I think of it as the design of conditions.
• • •
Leadership literature often loses me. Too much of it is built around attributes, behaviors or philosophies detached from the machinery of how organizations actually work. Be more authentic. Be more visionary. Be more decisive. Communicate more clearly. Build a better culture.
But what does any of that mean if the system punishes the very behavior you say you want? What does authenticity matter if the leader has never done the work to know who they are? What does vision matter if the team itself has been constructed in a way that narrows what’s possible? What does culture mean absent the structures and incentives that reinforce it? What does delivering outcomes mean if people are required to act heroically to achieve them?
This is a hard problem because every layer in the stack can mask what is broken beneath it. A strong team can compensate for a weak system for a while. A strong leader can hold together a brittle team longer than seems rational. A lucky quarter can disguise flawed systems. And when those compensations are in place, organizations tell themselves flattering stories. We are scrappy. We are resilient. We know how to get things done around here.
Maybe. Or maybe you are watching talented people absorb dysfunction personally because the system has not earned the right to ask less of them. That is the risk of starting at the top of the stack. You see the symptom and mistake it for the cause.
Poor outcomes? Push performance harder. A broken operation? Reorganize. A struggling team? Replace people. Anxious culture? Slap values on the wall and call it transformation.

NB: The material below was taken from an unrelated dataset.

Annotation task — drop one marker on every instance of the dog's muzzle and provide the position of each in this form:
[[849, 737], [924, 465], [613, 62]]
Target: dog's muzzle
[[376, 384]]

But when leaders intervene at the wrong layer, they create churn rather than change. New faces. Same frustrations. New rhetoric. Same incentives. New strategy. Same behavior. Different movie poster. Same plot.
• • •
The Performance Stack is about working in the opposite direction.
We are not going to begin with outcomes and work backward through the usual managerial logic. We start where durable performance actually begins. With the self. Leaders who do not know who they are create instability, whether they mean to or not. Their teams learn to read mood rather than principle. They navigate personality rather than trust consistency. And no system built on those terms stays healthy for long.
From there, we move to the team. Your people are not a supporting function to the strategy. They are the strategy. Every hiring decision is a design decision. Every ritual is a structural signal. Every question of alignment, trust, development and culture lives here first before it appears in a dashboard later.
Then we move to the system. At scale, design sets the ceiling. Leaders can compensate for structural limits for only so long. After that, the system wins. It always does.
And only then do we arrive where most organizations prefer to start. Outcomes. Not as mystery. Not as luck. Not as the residue of charisma or heroic effort. But as the predictable, if often delayed, consequence of the conditions beneath them.